Robert Xiao: The government is doing a lot of surveys on the industry and encouraging the industry to move globally. We’re leading the pack, I have to say. For us, it’s not only about Chinese intellectual property. It’s about using a blended culture. If I could use a maybe not-so-appropriate comparison, it’s like the Hollywood way. Mulan was a traditional Chinese story and a traditional Chinese character fit into an animation product that could appeal to a global audience. Things like Chinese kung fu and the Chinese symbol of the panda became Hollywood products that were accepted on a global basis.
That’s the right way to do it. It doesn’t matter exactly where the thing comes from, whatever cultural element you’re using. The way you use that cultural element, plus a modern process of production, plus a value expression that fits with the majority of consumers’ needs globally — that’s what I call a globalized view. We will use a lot of Chinese elements, as well as a lot of American elements, in different projects with different teams.
We want to do global development. Say I have a Chinese cultural element. I’ll use a Japanese artist who understands this element to form it into characters. I’ll use American designers to build the storyline and design the interaction with the game. I’ll use technologists in China to create the servers and the engine. I’ll use the Chengdu team to mass-produce graphical assets. That all combines to form a true global project.

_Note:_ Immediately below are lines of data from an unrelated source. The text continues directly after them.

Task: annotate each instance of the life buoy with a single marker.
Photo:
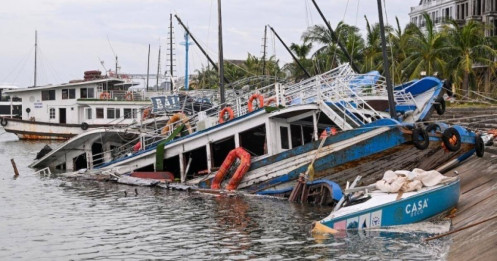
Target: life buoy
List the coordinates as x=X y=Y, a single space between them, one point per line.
x=128 y=96
x=252 y=98
x=84 y=126
x=244 y=157
x=433 y=127
x=271 y=100
x=146 y=113
x=451 y=139
x=176 y=117
x=439 y=105
x=222 y=113
x=420 y=138
x=104 y=96
x=479 y=146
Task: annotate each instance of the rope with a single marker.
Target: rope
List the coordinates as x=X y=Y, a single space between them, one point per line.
x=460 y=229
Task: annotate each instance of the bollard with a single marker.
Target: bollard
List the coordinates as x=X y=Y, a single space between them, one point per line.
x=16 y=172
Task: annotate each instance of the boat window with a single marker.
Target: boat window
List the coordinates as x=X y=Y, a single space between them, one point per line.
x=100 y=113
x=127 y=114
x=220 y=149
x=198 y=164
x=88 y=113
x=307 y=134
x=68 y=94
x=284 y=137
x=111 y=113
x=48 y=95
x=52 y=113
x=172 y=165
x=254 y=140
x=296 y=134
x=86 y=93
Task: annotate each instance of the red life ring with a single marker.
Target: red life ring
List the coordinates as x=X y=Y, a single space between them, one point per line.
x=104 y=96
x=146 y=113
x=244 y=166
x=128 y=96
x=271 y=100
x=252 y=98
x=223 y=112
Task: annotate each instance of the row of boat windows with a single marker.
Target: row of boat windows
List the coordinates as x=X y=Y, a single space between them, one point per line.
x=84 y=93
x=111 y=113
x=253 y=141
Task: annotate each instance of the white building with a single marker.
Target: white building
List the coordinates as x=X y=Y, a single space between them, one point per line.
x=460 y=10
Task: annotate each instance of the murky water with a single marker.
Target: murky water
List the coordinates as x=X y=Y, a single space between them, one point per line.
x=58 y=219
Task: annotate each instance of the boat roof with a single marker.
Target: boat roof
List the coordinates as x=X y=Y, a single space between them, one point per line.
x=65 y=85
x=9 y=87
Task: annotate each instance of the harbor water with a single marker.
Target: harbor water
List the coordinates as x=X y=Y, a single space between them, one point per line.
x=53 y=218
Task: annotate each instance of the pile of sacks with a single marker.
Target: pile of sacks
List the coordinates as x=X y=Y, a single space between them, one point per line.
x=395 y=181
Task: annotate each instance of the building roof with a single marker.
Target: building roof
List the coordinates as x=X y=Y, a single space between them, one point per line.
x=64 y=85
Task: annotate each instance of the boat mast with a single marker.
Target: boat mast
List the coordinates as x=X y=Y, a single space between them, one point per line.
x=386 y=66
x=158 y=70
x=290 y=52
x=187 y=44
x=171 y=65
x=335 y=38
x=264 y=52
x=36 y=55
x=199 y=46
x=148 y=65
x=221 y=59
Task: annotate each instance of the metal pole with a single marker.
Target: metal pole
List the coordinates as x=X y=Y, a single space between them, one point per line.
x=264 y=52
x=290 y=52
x=158 y=70
x=386 y=66
x=171 y=43
x=36 y=55
x=148 y=65
x=335 y=38
x=199 y=46
x=221 y=59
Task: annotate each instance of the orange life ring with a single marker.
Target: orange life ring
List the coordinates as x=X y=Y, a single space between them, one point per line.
x=271 y=100
x=146 y=113
x=128 y=96
x=252 y=98
x=244 y=157
x=104 y=96
x=176 y=117
x=223 y=112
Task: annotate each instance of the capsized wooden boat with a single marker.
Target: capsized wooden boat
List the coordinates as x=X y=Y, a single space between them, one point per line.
x=384 y=209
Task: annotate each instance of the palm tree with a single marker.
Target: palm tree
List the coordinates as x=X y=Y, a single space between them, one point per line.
x=468 y=47
x=426 y=51
x=372 y=50
x=328 y=56
x=301 y=51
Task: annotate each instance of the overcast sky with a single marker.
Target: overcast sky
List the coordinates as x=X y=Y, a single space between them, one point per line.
x=75 y=35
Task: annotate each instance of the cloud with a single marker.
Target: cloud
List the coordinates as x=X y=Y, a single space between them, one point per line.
x=73 y=35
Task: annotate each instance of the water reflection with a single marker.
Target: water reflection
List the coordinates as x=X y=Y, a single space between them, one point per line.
x=60 y=219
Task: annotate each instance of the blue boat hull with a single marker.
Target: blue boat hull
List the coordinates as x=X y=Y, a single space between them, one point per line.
x=410 y=210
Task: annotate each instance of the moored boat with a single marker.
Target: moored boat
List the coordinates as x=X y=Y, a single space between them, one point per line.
x=382 y=209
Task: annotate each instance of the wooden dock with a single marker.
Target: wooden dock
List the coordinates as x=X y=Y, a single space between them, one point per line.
x=478 y=201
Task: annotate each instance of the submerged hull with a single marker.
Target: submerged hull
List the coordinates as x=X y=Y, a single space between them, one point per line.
x=34 y=130
x=384 y=210
x=365 y=152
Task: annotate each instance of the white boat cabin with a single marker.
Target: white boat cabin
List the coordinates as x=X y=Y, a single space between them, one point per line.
x=95 y=102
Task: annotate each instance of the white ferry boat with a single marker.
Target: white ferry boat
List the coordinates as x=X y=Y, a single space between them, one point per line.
x=66 y=110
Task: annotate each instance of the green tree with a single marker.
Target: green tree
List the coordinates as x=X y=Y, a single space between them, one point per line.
x=468 y=47
x=426 y=50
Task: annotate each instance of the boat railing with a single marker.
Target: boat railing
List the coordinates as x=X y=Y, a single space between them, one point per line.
x=333 y=87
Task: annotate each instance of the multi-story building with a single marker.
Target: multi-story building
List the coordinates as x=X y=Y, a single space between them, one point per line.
x=460 y=10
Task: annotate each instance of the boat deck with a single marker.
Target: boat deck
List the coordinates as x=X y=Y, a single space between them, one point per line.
x=477 y=202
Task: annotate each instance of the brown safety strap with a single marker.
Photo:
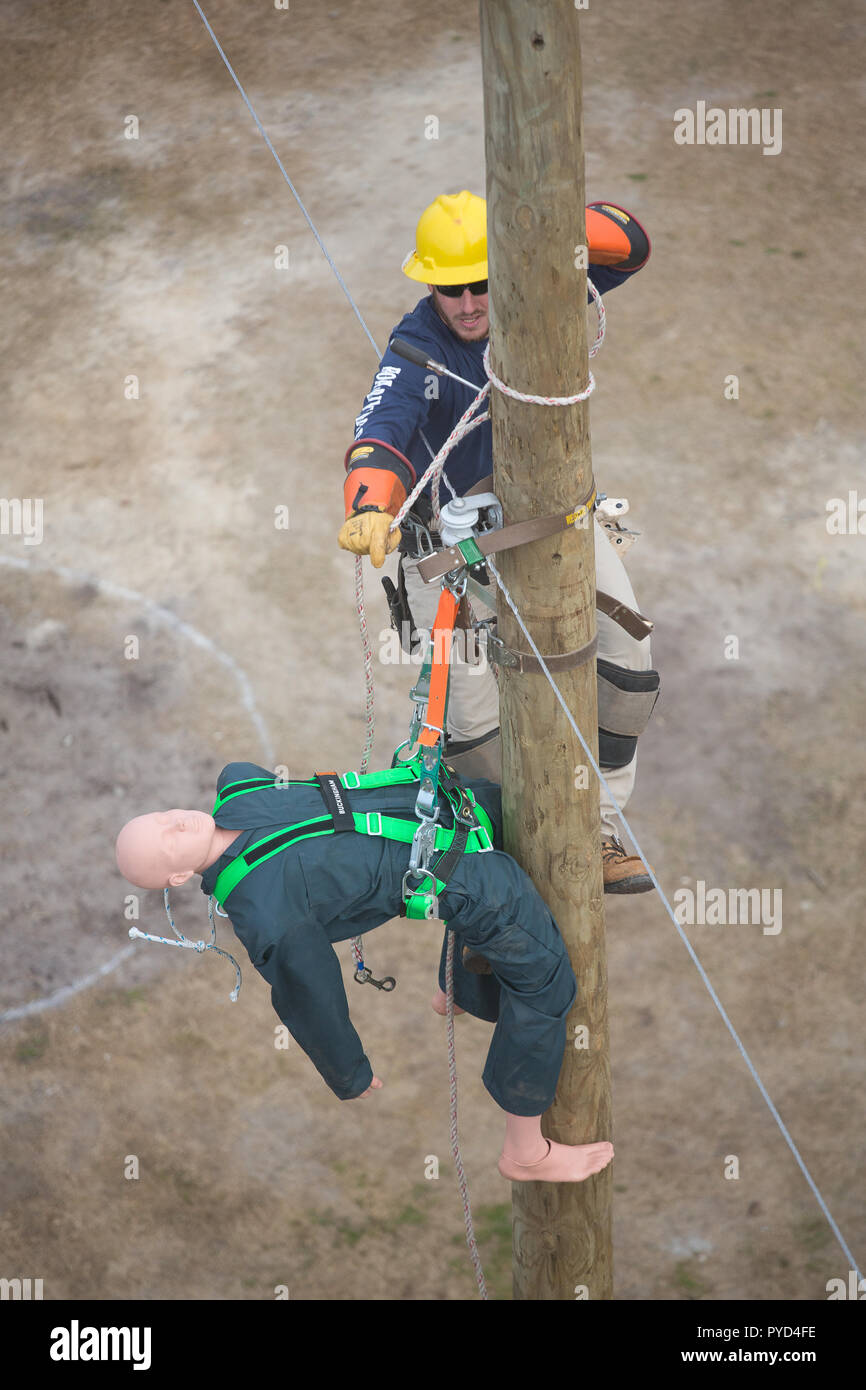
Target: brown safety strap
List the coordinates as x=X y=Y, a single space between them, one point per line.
x=524 y=662
x=521 y=533
x=491 y=542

Mark Pincus, CEO of Zynga, gave me an interview yesterday, talking about his second-quarter earnings. But he also talked about his long-term vision.
Mark Pincus: I believe in our founding fundamental vision of social gaming. More so now than when I pulled you aside in that Starbucks at whatever game conference, when I was trying to pitch you that poker could be a social game. I’m still pitching you on it.
I believe in the opportunities for social gaming. It’s overlapping with mobile gaming and lots of video gaming, but it’s still different. It’s all getting more blurry as hardcore games and console games talk about being social. We’re not there yet, but I think social gaming wants to be a whole medium, in the same way that social networking and social media are mediums. Over the next 10 years, people are going to do social networking and social media in and around their game-playing. We’re seeing early signs of this, but I don’t think we’re there yet. I see a lot of room for us to invest and innovate and differentiate there.
The second pillar is getting the company back to intensely focusing on being player-centric and data-driven. Investing deeply to arm our teams with the world’s best data and analytics and metrics capabilities. Then seeing that get operationalized into the way that we invest our engineering days and our game design cycles.
I want to deliver on the promise that 80 percent of our engineering days are delivering clear value for our players. That’s a very ambitious goal. I want to deliver on the promise that we’re testing more ideas in a week than anyone else in the world. We’re learning faster about what our players want and delivering it faster as well.
The third pillar is getting back to our founding values of being empowered entrepreneurs. We have amazing people inside our company. Half our battle is just to unlock their creativity and energy, to point to the right hill and get out of their way. That’s what we built the company on. That’s what I’m working every day to get back to.
It’s less about my confidence in my ability to get us there and more about the team. If the leadership team and I create the conditions for success for our teams — empower them, arm them, focus them on the right hills — then they’re going to do the rest.